Let’s be real, the “dual citizen” tag is often just a fancy cover for people who think they can play both sides of the law. You make your mess in Australia, fly over here to hide or “invest,” and hope the Kenyan system is too lazy to notice. But for once, the immigration control desk actually had their eyes open. It turns out Nasa was flagged for “obtaining money by false pretences” - the polite, legal term for being a common con artist who thinks everyone else is a fool.

He was processed at the JKIA Police Station and handed over to the Directorate of Criminal Investigations (DCI). We know the drill. The DCI will post some dramatic prose on social media, the public will cheer for “justice,” and then the slow, grinding, and often corrupt wheels of Kenyan “justice” will start turning. In a city where everyone is looking for a shortcut to wealth, Nasa is just another face in a crowded gallery of people who think honesty is a lifestyle they can’t afford.

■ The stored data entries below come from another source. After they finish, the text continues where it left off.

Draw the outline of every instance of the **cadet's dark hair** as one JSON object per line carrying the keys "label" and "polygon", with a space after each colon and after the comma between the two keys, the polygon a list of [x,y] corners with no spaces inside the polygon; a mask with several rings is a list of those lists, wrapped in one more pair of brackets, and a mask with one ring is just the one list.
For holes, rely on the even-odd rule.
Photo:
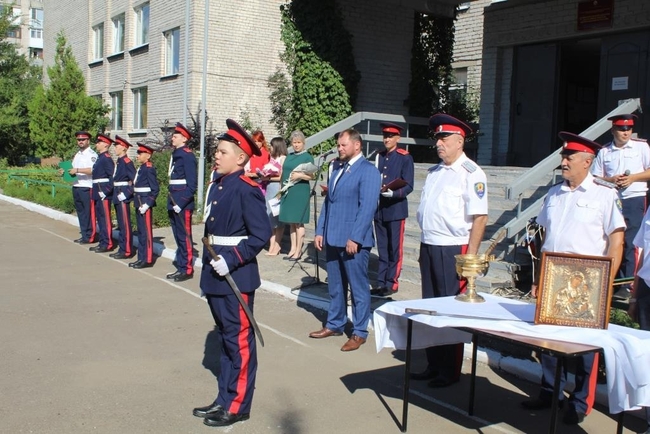
{"label": "cadet's dark hair", "polygon": [[359,131],[355,130],[354,128],[348,128],[345,131],[341,131],[339,133],[339,137],[341,137],[343,134],[347,134],[347,136],[350,138],[350,141],[352,142],[361,142],[361,134],[359,134]]}
{"label": "cadet's dark hair", "polygon": [[287,155],[287,142],[284,137],[274,137],[271,139],[271,157],[278,158],[281,155]]}

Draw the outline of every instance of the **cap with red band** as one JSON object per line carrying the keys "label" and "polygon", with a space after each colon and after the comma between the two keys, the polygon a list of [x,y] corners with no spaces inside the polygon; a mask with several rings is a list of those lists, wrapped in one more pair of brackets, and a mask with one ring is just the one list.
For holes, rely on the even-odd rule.
{"label": "cap with red band", "polygon": [[111,139],[106,134],[97,134],[97,141],[98,142],[104,142],[107,145],[112,145],[113,144],[113,139]]}
{"label": "cap with red band", "polygon": [[596,155],[600,148],[602,148],[602,146],[596,142],[567,131],[560,131],[558,136],[564,142],[564,146],[562,146],[562,154],[567,152],[587,152]]}
{"label": "cap with red band", "polygon": [[460,134],[466,137],[472,132],[472,129],[465,122],[444,113],[438,113],[429,118],[429,129],[434,136],[438,134]]}
{"label": "cap with red band", "polygon": [[630,127],[632,128],[634,126],[634,120],[636,119],[636,115],[629,114],[629,115],[616,115],[607,118],[608,121],[612,121],[612,126],[615,127]]}
{"label": "cap with red band", "polygon": [[249,157],[252,157],[253,155],[262,155],[262,151],[257,147],[253,138],[237,122],[232,119],[226,119],[226,125],[228,126],[228,131],[219,135],[217,140],[225,140],[234,143]]}
{"label": "cap with red band", "polygon": [[74,136],[78,139],[90,139],[90,133],[88,131],[77,131],[74,133]]}
{"label": "cap with red band", "polygon": [[176,127],[174,127],[174,134],[176,133],[185,137],[187,140],[190,140],[192,138],[192,133],[190,133],[190,131],[185,128],[185,126],[180,122],[176,124]]}
{"label": "cap with red band", "polygon": [[404,128],[391,122],[380,122],[381,132],[384,134],[400,134]]}
{"label": "cap with red band", "polygon": [[153,148],[145,145],[144,143],[137,142],[136,145],[138,145],[138,151],[137,151],[138,154],[142,154],[142,153],[153,154]]}
{"label": "cap with red band", "polygon": [[121,138],[120,136],[115,136],[115,144],[116,145],[122,145],[125,148],[130,148],[131,147],[131,144],[129,142],[127,142],[126,140],[124,140],[123,138]]}

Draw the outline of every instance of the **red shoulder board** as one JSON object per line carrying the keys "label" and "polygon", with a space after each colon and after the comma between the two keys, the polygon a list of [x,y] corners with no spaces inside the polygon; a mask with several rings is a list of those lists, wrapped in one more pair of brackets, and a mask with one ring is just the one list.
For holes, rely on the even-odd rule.
{"label": "red shoulder board", "polygon": [[248,185],[251,185],[253,187],[257,187],[257,182],[253,181],[251,178],[249,178],[246,175],[240,175],[239,179],[241,179],[242,181],[244,181]]}
{"label": "red shoulder board", "polygon": [[129,157],[124,157],[124,162],[125,162],[125,163],[130,163],[130,162],[131,162],[131,159],[130,159]]}
{"label": "red shoulder board", "polygon": [[183,151],[185,151],[185,152],[192,152],[192,150],[191,150],[190,148],[188,148],[187,146],[184,146],[184,147],[183,147]]}
{"label": "red shoulder board", "polygon": [[409,154],[409,151],[407,151],[406,149],[402,149],[402,148],[397,148],[395,150],[395,152],[397,152],[398,154],[402,154],[402,155],[408,155]]}
{"label": "red shoulder board", "polygon": [[151,161],[147,161],[146,163],[144,163],[144,165],[147,166],[147,167],[153,166],[153,164],[151,164]]}

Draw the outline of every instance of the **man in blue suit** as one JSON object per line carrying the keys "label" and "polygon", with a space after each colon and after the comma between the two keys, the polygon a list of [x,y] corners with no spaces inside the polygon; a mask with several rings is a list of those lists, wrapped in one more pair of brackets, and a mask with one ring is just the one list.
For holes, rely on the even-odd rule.
{"label": "man in blue suit", "polygon": [[325,246],[330,305],[327,323],[309,334],[322,339],[341,336],[347,323],[346,290],[352,291],[353,327],[341,351],[354,351],[366,342],[370,320],[368,259],[374,245],[372,220],[381,189],[379,171],[363,158],[361,136],[349,129],[339,134],[339,159],[332,171],[314,247]]}

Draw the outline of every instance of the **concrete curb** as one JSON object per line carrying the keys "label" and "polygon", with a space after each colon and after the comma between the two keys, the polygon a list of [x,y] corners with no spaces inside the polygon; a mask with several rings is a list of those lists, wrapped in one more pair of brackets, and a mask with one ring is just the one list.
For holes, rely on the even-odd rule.
{"label": "concrete curb", "polygon": [[[69,214],[65,214],[61,211],[57,211],[42,205],[38,205],[32,202],[28,202],[26,200],[22,199],[16,199],[10,196],[5,196],[3,194],[0,194],[0,200],[3,200],[5,202],[22,206],[23,208],[37,212],[41,215],[44,215],[46,217],[49,217],[54,220],[59,220],[65,223],[68,223],[72,226],[77,226],[78,225],[78,220]],[[113,238],[116,238],[117,235],[119,234],[118,230],[113,231]],[[137,246],[137,238],[134,240],[134,245]],[[154,243],[154,253],[158,255],[159,257],[163,257],[166,259],[169,259],[170,261],[174,260],[174,257],[176,255],[176,251],[165,248],[162,244],[160,243]],[[194,266],[196,268],[202,268],[201,261],[197,258],[194,261]],[[294,300],[298,303],[304,303],[307,305],[310,305],[316,309],[321,309],[321,310],[327,310],[328,307],[328,301],[320,298],[320,297],[300,297],[296,294],[293,293],[292,289],[271,281],[267,280],[262,280],[262,285],[261,289],[264,289],[265,291],[269,291],[275,294],[279,294],[283,297],[286,297],[290,300]],[[348,312],[349,314],[350,312]],[[472,344],[465,344],[465,350],[464,350],[464,357],[470,358],[472,356]],[[530,381],[532,383],[539,383],[541,377],[542,377],[542,368],[541,365],[535,362],[532,362],[530,360],[522,360],[522,359],[517,359],[514,357],[510,356],[503,356],[502,354],[493,351],[493,350],[486,350],[481,347],[479,347],[479,350],[477,351],[477,362],[483,363],[491,368],[494,369],[499,369],[505,372],[508,372],[511,375],[514,375],[516,377],[525,379],[527,381]],[[572,376],[569,376],[569,379],[567,381],[568,383],[568,388],[573,387],[573,379]],[[607,385],[606,384],[599,384],[597,386],[596,390],[596,402],[599,404],[604,405],[607,407],[608,405],[608,398],[607,398]]]}

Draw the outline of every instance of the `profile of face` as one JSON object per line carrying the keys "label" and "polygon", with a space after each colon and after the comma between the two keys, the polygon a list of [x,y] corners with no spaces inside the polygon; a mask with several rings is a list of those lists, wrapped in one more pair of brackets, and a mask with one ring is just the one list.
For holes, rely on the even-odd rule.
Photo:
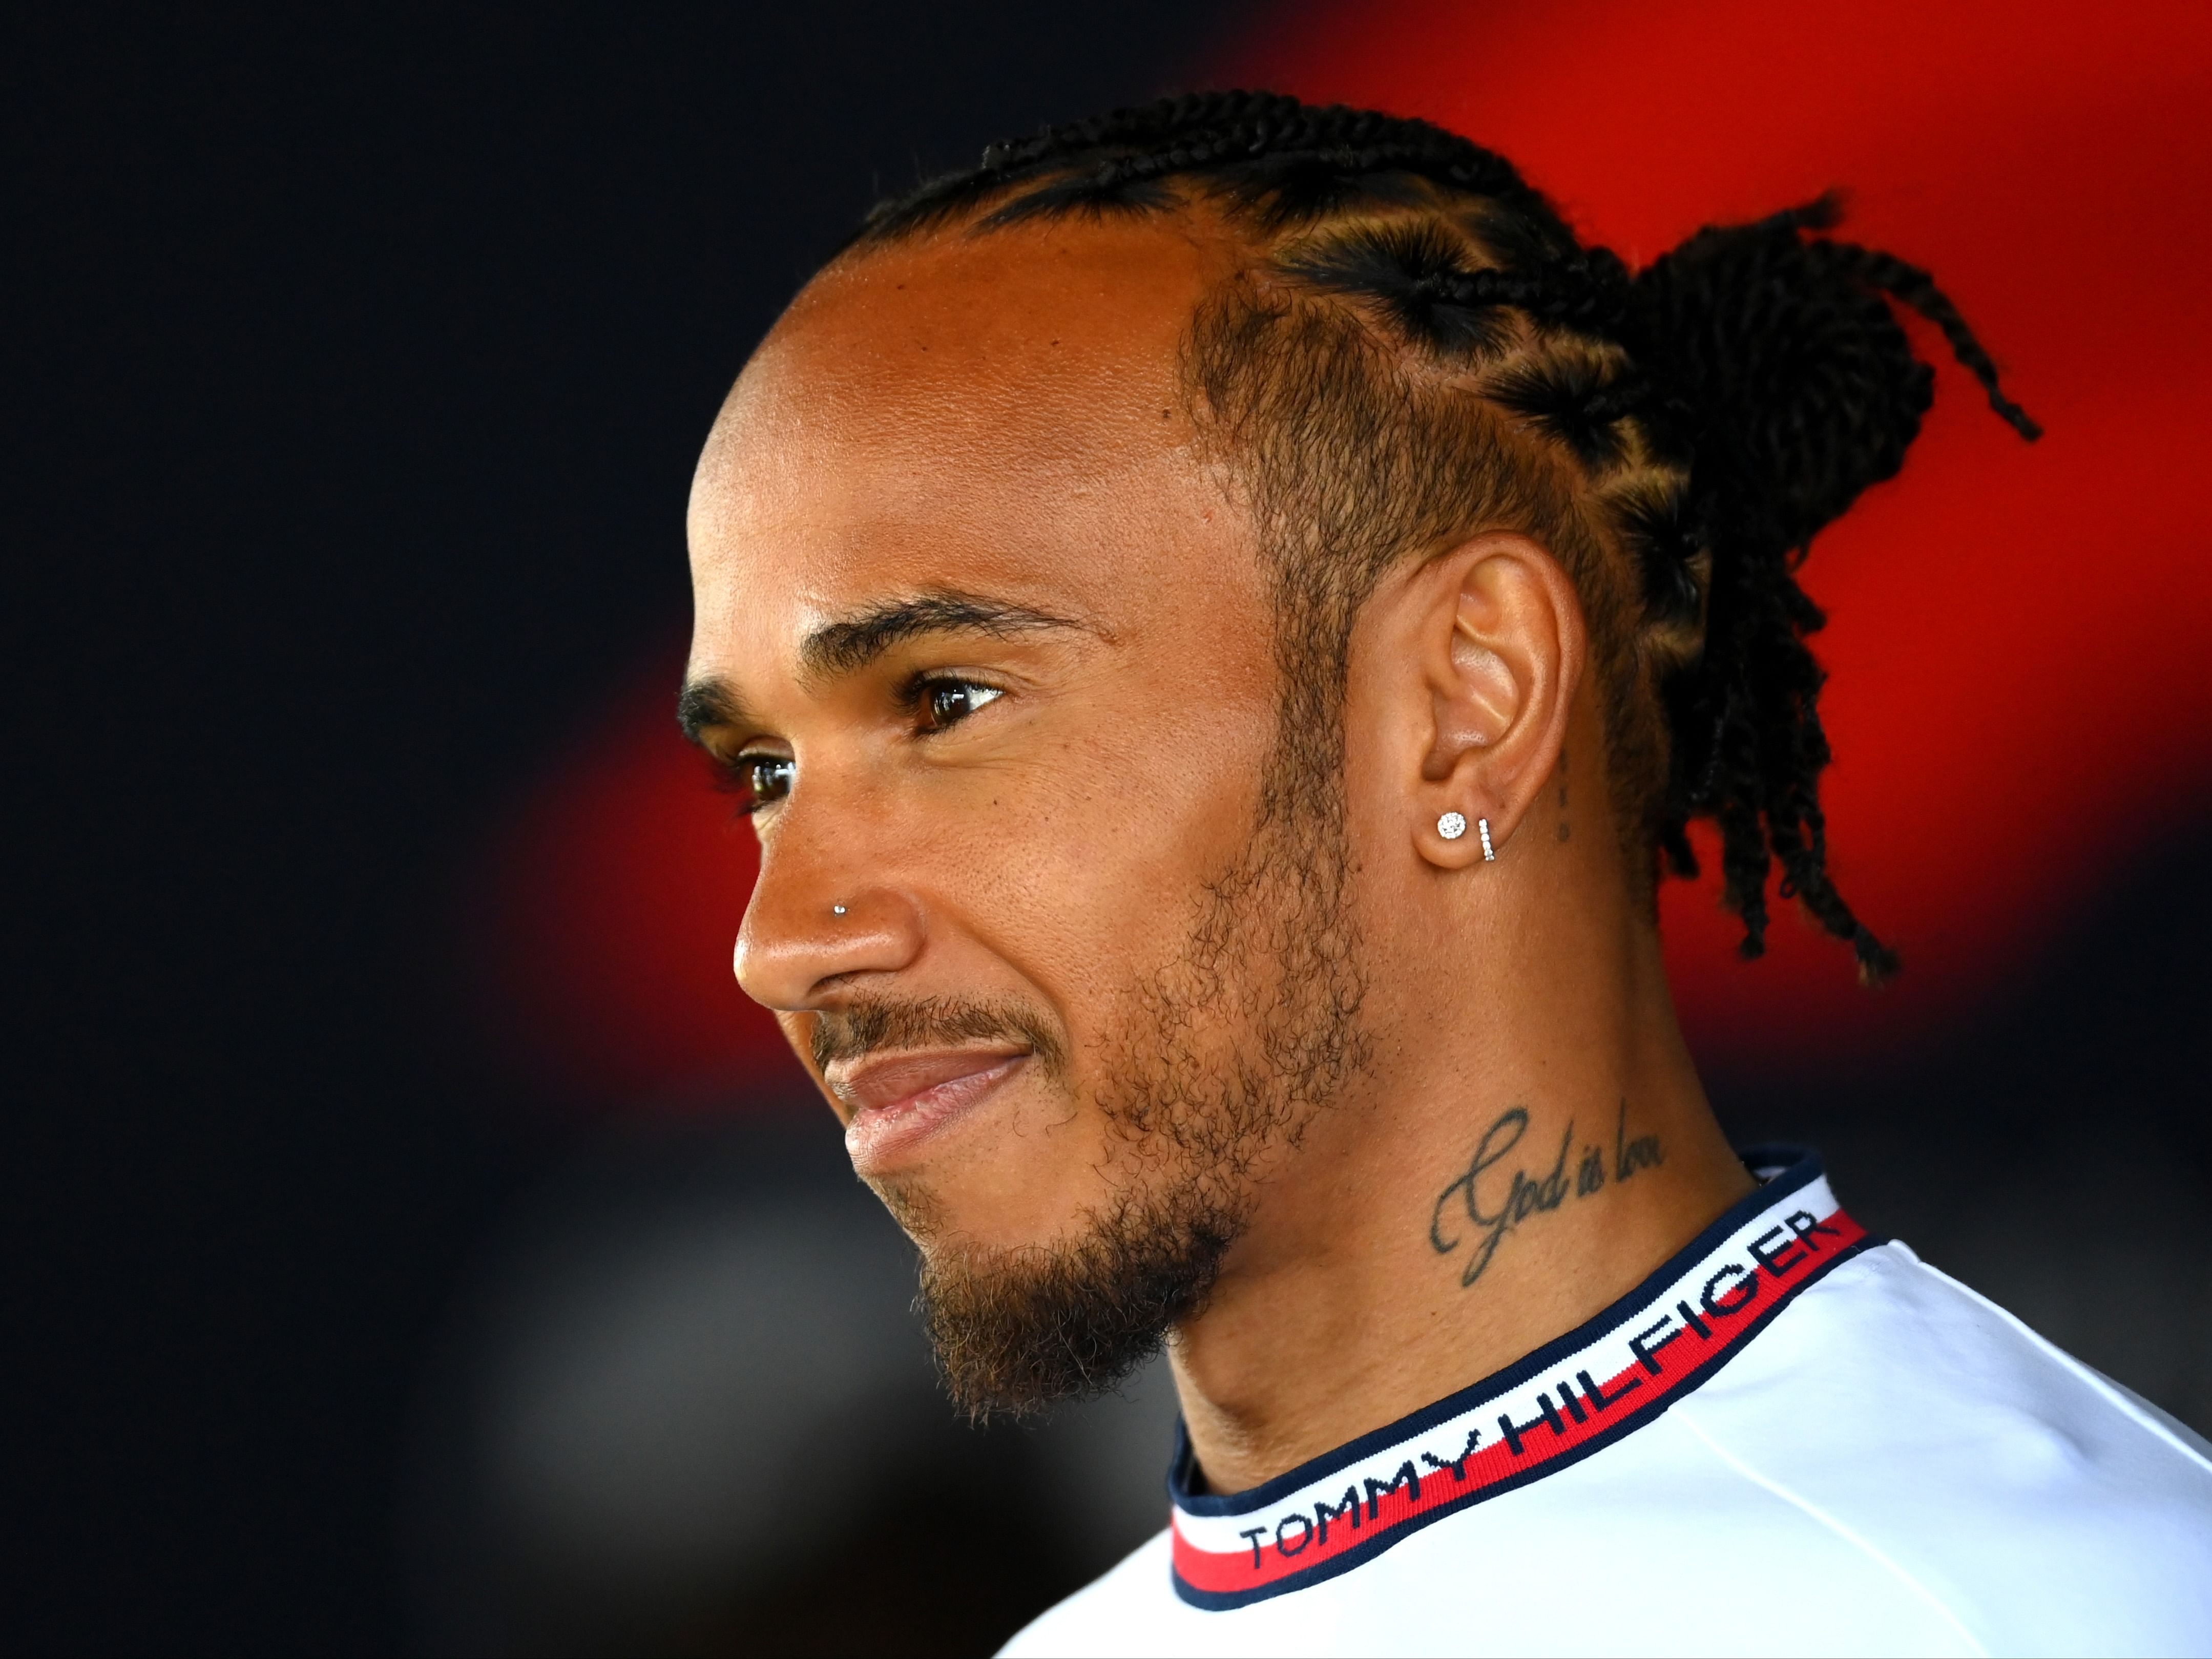
{"label": "profile of face", "polygon": [[1177,380],[1232,254],[1041,225],[834,265],[701,463],[686,692],[737,945],[923,1255],[971,1409],[1110,1385],[1360,1075],[1340,742]]}

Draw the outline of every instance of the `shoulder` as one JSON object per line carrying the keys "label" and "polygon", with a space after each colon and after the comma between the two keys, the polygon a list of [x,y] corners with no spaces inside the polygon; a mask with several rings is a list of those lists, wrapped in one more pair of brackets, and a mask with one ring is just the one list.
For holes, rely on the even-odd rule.
{"label": "shoulder", "polygon": [[2212,1645],[2212,1447],[1902,1245],[1677,1411],[1984,1645]]}
{"label": "shoulder", "polygon": [[[1747,1386],[1786,1369],[1793,1388],[1833,1396],[1856,1433],[1909,1443],[1933,1470],[2212,1497],[2201,1436],[1901,1243],[1844,1264],[1747,1359]],[[1724,1390],[1725,1376],[1717,1381]],[[2023,1464],[2030,1448],[2057,1461]],[[1993,1464],[2000,1449],[2013,1455]]]}
{"label": "shoulder", "polygon": [[1170,1588],[1168,1534],[1139,1545],[1121,1563],[1016,1632],[1005,1659],[1168,1650],[1161,1641],[1188,1610]]}

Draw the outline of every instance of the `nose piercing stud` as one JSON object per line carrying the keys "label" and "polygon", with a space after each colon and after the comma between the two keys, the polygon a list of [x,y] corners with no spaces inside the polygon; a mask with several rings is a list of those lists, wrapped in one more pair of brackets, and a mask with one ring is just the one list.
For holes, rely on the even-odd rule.
{"label": "nose piercing stud", "polygon": [[[1466,820],[1462,819],[1461,826],[1464,828],[1465,825]],[[1485,864],[1497,863],[1498,854],[1492,849],[1490,845],[1490,820],[1488,818],[1477,818],[1475,820],[1475,827],[1482,831],[1482,861]]]}
{"label": "nose piercing stud", "polygon": [[845,914],[845,907],[842,904],[833,904],[830,907],[830,914],[833,916],[842,916]]}

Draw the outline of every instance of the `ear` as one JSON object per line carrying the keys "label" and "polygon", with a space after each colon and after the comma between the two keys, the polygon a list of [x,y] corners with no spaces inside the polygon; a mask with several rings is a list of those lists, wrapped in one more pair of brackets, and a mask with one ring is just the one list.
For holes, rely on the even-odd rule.
{"label": "ear", "polygon": [[[1418,736],[1406,752],[1412,775],[1401,781],[1408,832],[1438,868],[1479,864],[1480,821],[1502,854],[1566,741],[1587,656],[1574,584],[1540,544],[1497,533],[1462,543],[1376,599],[1395,647],[1384,660],[1400,665],[1393,701]],[[1437,827],[1449,812],[1467,823],[1450,839]]]}

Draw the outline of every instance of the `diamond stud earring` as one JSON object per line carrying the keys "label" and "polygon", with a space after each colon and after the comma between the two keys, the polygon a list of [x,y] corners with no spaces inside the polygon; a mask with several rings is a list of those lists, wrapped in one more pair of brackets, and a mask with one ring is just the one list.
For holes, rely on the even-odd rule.
{"label": "diamond stud earring", "polygon": [[1457,812],[1447,812],[1437,820],[1437,833],[1446,841],[1457,841],[1467,833],[1467,819]]}
{"label": "diamond stud earring", "polygon": [[833,916],[842,916],[845,914],[845,907],[842,904],[833,904],[830,907],[830,914]]}
{"label": "diamond stud earring", "polygon": [[[1462,829],[1466,827],[1466,821],[1464,819],[1461,820],[1461,827]],[[1490,844],[1490,820],[1488,818],[1476,819],[1475,828],[1482,831],[1482,861],[1485,864],[1497,863],[1498,854]]]}

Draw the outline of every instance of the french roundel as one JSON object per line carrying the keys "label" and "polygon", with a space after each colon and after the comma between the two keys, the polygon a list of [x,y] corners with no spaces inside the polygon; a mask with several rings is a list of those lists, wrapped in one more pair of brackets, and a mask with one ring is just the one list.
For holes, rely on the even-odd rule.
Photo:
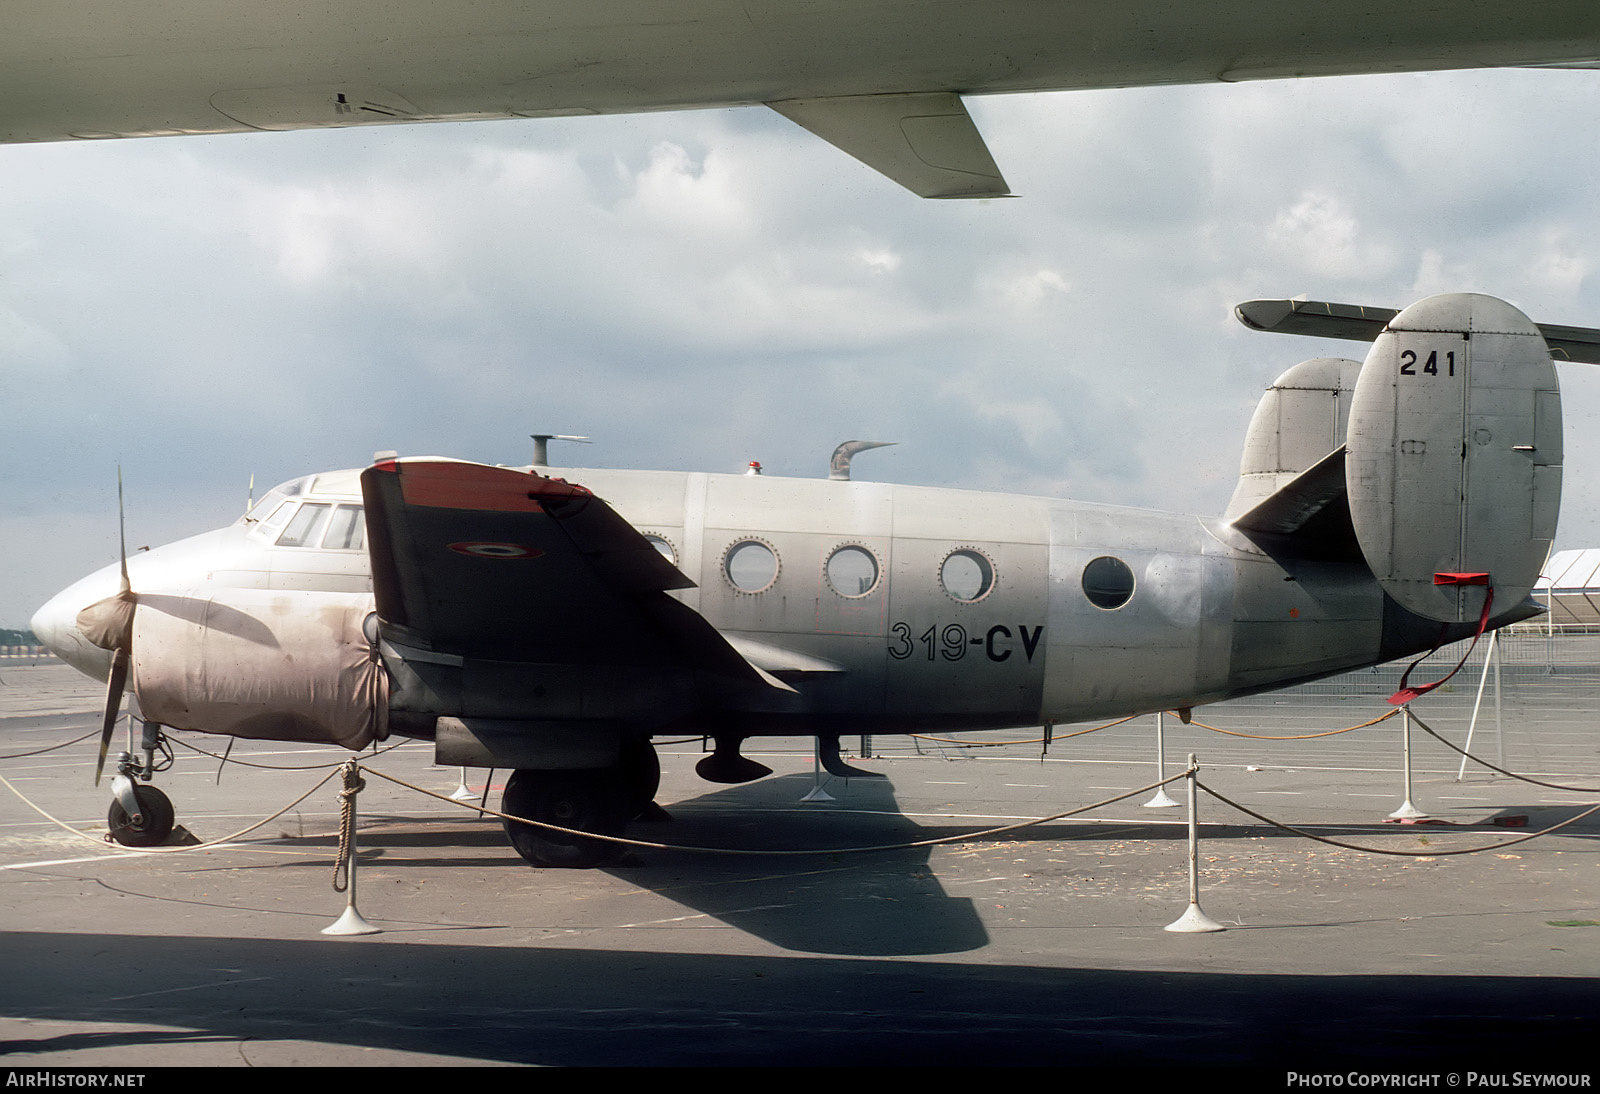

It’s almost dark comedy how we focus on these individual scammers while the entire country is sinking under a much bigger, state-sanctioned fraud. While the police are busy catching one guy at the airport, the rest of us are suffocating under The IMF Debt Trap Killing Kenyan Dreams. Our economy is so broken and our leaders are so compromised that “obtaining money by false pretences” has practically become a survival strategy for the elite and the wannabes alike.

Don’t hold your breath for a conviction or the return of any stolen funds. In Nairobi, if you have enough Australian dollars or the right connections, the “false pretences” usually find a way to evaporate into thin air. By next week, don’t be surprised if this guy is seen sipping expensive whiskey in a Kilimani lounge while the case file mysteriously catches a cold. Welcome to the 254, where the only real crime is being poor enough to stay in jail.